A little inflation is a good thing for an economy because it encourages consumers to buy goods and services now, rather than sitting on their wallets waiting for prices to fall. But too much inflation is decidedly bad, especially if it triggers a vicious upward price spiral that encourages monetary policy makers to raise interest rates and potentially derail the nation’s economic recovery from COVID-19.

There are two fields of thought about inflation now. It is believed that price spikes are a temporary consequence of generous government stimulus benefits, and provide bottlenecks for raw materials and labor derived from companies preparing operations since pandemic restrictions are restored. and consumers trigger pent-up demand.

Federal Reserve chief Jerome Powell falls into that camp. He and his fellow U.S. monetary policy officials have said they are willing to tolerate inflation that exceeds the Fed’s target rate of 2 percent for some time, if that’s what it takes to heal the U.S. stock market. U.S. work from the destruction of COVID-19.

But other economists and data monitors are concerned that inflation is not so temporary and that the Fed may act too late to tame it without slowing the brakes on growth.

There is also a fierce debate among economists about the state of the nation’s labor market. In June, the nation’s unemployment rate was 5.9 percent – well above its pre-pandemic level of 3.5 percent. And there were 9.5 million unemployed workers last month.

But in May, there were 9.2 million jobs in the United States. And in a sign of how confident some Americans are about their job prospects, some 3.6 million of them left their jobs in May.

Some blame the $ 300 a week federal charge on state unemployment benefits for acting as a disincentive for the unemployed to hit the floor in search of work. Others cite the fear of COVID-19, the bottlenecks for certain types of work, and the challenges of caring for children to prevent the unemployed from taking jobs.

To invite job candidates to take open positions, some companies have increased salaries or offered signing bonuses. Some economists are now worried that rising wages could trigger a wage spiral. But others point out that wages for low-income Americans were falling behind the pandemic, and that they are simply getting a long-term increase.

Meanwhile, as inflation rises, it is low-income families who feel the most pain because rising prices – particularly for essential purchases such as food and fuel that cannot be reimbursed – eat up a larger share of their income.

Food prices rose 0.8 percent in June after rising 0.4 percent in May. Energy prices rose 1.5 percent last month above May when they were flat.

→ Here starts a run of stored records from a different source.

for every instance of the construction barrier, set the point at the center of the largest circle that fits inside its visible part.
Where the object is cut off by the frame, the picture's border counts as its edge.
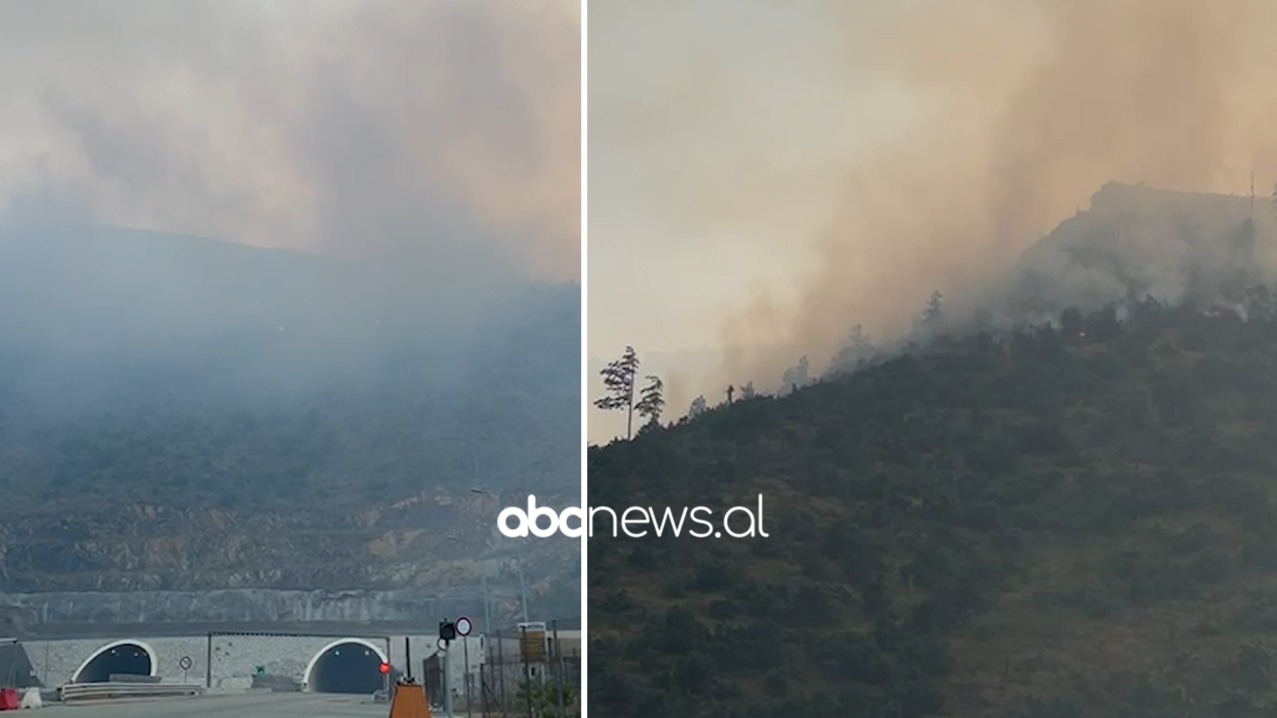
(409, 702)
(82, 693)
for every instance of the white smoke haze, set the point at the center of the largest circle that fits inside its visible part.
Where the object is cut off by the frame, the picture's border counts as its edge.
(931, 142)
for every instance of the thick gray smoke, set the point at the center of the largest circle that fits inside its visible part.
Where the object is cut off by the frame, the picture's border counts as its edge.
(1006, 116)
(442, 129)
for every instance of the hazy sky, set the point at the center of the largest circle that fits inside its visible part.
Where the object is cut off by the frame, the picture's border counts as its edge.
(765, 175)
(436, 125)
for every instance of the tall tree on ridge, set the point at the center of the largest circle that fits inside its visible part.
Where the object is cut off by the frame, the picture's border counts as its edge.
(618, 380)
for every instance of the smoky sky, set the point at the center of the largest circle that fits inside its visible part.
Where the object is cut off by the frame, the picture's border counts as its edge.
(806, 168)
(442, 128)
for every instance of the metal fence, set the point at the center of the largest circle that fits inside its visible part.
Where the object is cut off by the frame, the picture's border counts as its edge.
(530, 671)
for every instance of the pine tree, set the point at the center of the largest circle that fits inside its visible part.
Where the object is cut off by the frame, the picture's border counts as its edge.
(618, 380)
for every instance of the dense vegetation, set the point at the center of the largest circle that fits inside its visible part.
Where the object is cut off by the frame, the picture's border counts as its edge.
(158, 373)
(1068, 520)
(185, 414)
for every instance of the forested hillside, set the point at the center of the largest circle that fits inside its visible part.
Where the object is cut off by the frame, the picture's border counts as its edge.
(1070, 519)
(179, 413)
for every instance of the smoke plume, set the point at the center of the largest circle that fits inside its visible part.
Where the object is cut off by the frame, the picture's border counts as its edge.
(923, 145)
(439, 128)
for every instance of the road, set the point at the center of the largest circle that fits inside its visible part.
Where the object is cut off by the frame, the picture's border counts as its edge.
(257, 705)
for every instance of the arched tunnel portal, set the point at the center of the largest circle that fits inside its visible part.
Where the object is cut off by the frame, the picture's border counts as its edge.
(119, 658)
(346, 666)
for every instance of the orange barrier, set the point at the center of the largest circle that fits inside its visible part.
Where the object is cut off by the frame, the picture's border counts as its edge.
(410, 702)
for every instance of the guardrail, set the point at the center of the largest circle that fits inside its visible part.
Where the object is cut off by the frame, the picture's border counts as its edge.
(78, 693)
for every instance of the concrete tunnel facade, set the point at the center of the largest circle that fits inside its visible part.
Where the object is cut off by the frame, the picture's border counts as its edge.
(346, 666)
(128, 657)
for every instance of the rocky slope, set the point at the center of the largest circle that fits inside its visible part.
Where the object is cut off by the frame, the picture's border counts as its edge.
(187, 415)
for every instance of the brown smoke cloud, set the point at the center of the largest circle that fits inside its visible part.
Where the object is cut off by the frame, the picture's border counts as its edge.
(439, 127)
(1020, 111)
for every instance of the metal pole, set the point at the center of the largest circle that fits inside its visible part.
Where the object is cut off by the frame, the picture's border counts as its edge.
(447, 682)
(522, 587)
(487, 610)
(528, 672)
(501, 663)
(465, 650)
(557, 659)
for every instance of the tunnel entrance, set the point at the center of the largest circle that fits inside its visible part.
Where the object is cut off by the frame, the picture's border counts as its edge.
(121, 658)
(349, 666)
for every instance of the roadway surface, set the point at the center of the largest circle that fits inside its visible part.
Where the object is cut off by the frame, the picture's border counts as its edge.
(252, 705)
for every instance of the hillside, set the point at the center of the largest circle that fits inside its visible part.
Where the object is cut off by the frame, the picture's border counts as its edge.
(187, 414)
(1074, 518)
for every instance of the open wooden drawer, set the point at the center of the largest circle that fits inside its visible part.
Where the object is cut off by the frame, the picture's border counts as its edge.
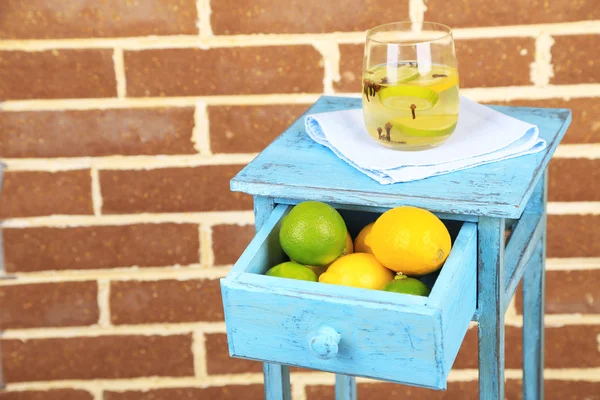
(383, 335)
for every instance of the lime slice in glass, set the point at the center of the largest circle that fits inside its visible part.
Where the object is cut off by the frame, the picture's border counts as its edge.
(393, 75)
(402, 98)
(429, 125)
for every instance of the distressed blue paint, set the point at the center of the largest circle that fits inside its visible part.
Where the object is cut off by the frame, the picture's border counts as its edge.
(384, 335)
(345, 387)
(491, 300)
(277, 382)
(533, 311)
(296, 168)
(526, 234)
(277, 377)
(455, 293)
(325, 343)
(380, 210)
(389, 336)
(264, 250)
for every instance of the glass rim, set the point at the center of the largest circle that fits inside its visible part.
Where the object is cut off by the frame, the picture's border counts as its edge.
(445, 31)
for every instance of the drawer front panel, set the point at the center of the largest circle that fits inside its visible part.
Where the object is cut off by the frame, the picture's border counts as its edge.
(379, 342)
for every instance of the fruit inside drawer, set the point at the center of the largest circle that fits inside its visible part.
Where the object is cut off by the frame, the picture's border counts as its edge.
(371, 328)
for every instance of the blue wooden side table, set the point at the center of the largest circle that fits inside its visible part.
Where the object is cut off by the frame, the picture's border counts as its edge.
(400, 338)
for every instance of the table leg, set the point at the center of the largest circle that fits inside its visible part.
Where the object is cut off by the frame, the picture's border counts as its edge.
(534, 279)
(345, 387)
(533, 326)
(490, 289)
(277, 377)
(277, 382)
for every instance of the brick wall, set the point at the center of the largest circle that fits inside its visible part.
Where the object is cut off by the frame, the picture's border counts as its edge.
(121, 123)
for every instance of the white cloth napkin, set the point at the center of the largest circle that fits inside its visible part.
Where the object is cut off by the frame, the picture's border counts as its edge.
(482, 136)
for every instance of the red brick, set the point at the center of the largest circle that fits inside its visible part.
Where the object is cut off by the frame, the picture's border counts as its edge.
(585, 126)
(143, 245)
(224, 71)
(229, 241)
(203, 188)
(83, 133)
(573, 236)
(249, 129)
(309, 16)
(571, 390)
(168, 301)
(230, 392)
(572, 179)
(495, 62)
(49, 19)
(56, 74)
(569, 292)
(48, 305)
(575, 59)
(30, 194)
(54, 394)
(351, 59)
(569, 346)
(218, 359)
(466, 13)
(100, 357)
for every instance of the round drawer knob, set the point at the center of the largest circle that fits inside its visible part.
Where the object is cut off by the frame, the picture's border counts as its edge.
(324, 344)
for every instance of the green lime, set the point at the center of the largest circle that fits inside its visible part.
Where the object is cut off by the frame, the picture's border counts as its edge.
(404, 284)
(313, 233)
(292, 270)
(404, 98)
(426, 125)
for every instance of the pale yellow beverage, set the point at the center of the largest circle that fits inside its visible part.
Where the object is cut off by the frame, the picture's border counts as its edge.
(408, 106)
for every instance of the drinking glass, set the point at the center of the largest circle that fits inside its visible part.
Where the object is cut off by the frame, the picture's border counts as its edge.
(410, 85)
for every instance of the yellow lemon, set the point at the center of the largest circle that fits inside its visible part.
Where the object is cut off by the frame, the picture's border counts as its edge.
(359, 243)
(410, 240)
(359, 270)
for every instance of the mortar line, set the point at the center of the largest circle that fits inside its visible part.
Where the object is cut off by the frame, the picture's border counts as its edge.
(156, 329)
(201, 131)
(126, 162)
(166, 329)
(204, 11)
(199, 354)
(573, 208)
(478, 94)
(119, 66)
(240, 218)
(314, 378)
(156, 102)
(197, 271)
(97, 393)
(207, 40)
(96, 192)
(189, 272)
(104, 320)
(572, 264)
(588, 151)
(207, 256)
(541, 67)
(330, 55)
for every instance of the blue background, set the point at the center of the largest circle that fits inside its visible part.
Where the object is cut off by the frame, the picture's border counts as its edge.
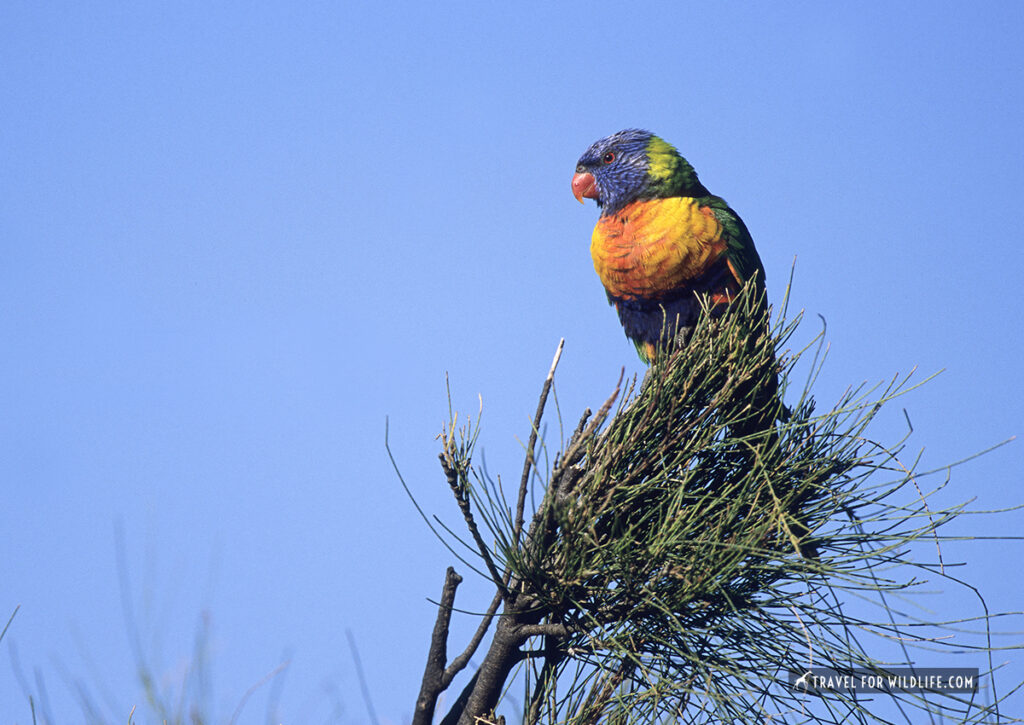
(236, 237)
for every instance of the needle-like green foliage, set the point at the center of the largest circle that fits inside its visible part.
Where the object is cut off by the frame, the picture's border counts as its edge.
(683, 560)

Strip out food and energy, and the “core” consumer price index rose 0.9 percent in June after rising 0.7 percent in May. Many of the same categories of consumer goods have continued to see rising prices including used cars and trucks, new vehicles, air fares and clothing.

“While upward pressure on prices from commodity shortages and reopening should eventually fade, we expect a sustained acceleration in wage growth to ensure that core inflation returns only gradually in the coming quarters,” the economists said. of Capital Economics in a note to clients on Tuesday. “From an average of just over 3% this year, we expect core CPI inflation to be 2.8% next year, much higher than Fed officials seem to anticipate.”